The site is littered with pixelated photos of major celebrities like Susan Sarandon and Brad Pitt, apparently photoshopped to include personalized thank-you notes to "Howie" in black marker.
"If you do not forward your information... You will not be working," the site says.
One review for Seidler on an anonymous attorney-rating website calls him "a troubled, delusional man whom cannot break free from his fantasy realm."
Another (supposed) reviewer counters: "The man may be a bit eccentric, and I don't know the full facts of the Connecticut situation, but he is brilliant, resourceful, witty, gifted, analytical, able to grasp vast amounts of information very quickly, and with a win record like he has, I will use him as a legal consultant even if he got his law degree from a box of Crackerjack."
Below is a tweet issued last year from Seidler's own Twitter account.
According to Brooklyn prosecutors, Seidler was caught red-handed in the midst of his latest scheme when a detective with the DA's Office, responding to ads Seidler had posted around Sunset Park, met with Seidler in the library of the Brooklyn Bar Association in Brooklyn Heights last year — which he allegedly claimed was his office.

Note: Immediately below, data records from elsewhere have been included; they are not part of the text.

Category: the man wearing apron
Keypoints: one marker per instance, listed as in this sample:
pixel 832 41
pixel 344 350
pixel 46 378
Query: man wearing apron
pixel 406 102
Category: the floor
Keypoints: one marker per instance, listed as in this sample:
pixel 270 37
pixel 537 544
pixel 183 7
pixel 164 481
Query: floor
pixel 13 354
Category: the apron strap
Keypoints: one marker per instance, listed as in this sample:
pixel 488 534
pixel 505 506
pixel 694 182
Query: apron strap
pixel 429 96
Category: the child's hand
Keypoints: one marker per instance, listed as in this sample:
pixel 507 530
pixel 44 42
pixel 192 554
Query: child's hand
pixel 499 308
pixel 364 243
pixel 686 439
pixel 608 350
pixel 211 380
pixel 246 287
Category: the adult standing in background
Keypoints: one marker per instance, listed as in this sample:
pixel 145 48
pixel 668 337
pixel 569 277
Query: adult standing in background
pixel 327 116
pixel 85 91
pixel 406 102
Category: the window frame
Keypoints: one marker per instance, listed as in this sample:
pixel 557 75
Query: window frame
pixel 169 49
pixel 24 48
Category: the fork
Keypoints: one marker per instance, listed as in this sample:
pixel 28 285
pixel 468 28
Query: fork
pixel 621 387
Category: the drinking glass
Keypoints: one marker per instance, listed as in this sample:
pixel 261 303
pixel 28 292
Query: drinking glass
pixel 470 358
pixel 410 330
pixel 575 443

Things went south from there, the DA's Office said in a news release.
On April 8, 2015, the detective paid Seidler $3,085 to act as his attorney and help him obtain a green card and a Social Security card. The undercover was then provided with a written retainer contract.
The District Attorney said that on April 24, 2015, the undercover had another meeting with Seidler, who gave him a Social Security card and immigration paperwork purportedly filed on his behalf with the United States Citizenship and Immigration Service. The investigation found that the Social Security card was forged, that the Social Security number did not belong to the name used by the detective and that no application was filed on his behalf with United States immigration authorities.
In the end, DA's investigators said they discovered Seidler is "neither licensed nor registered to practice law in New York and that he is not licensed or accredited by the Board of Immigration Appeals to provide any services with immigration authorities."
Sunset Park's prolific con man will serve his latest sentence in a prison in upstate New York.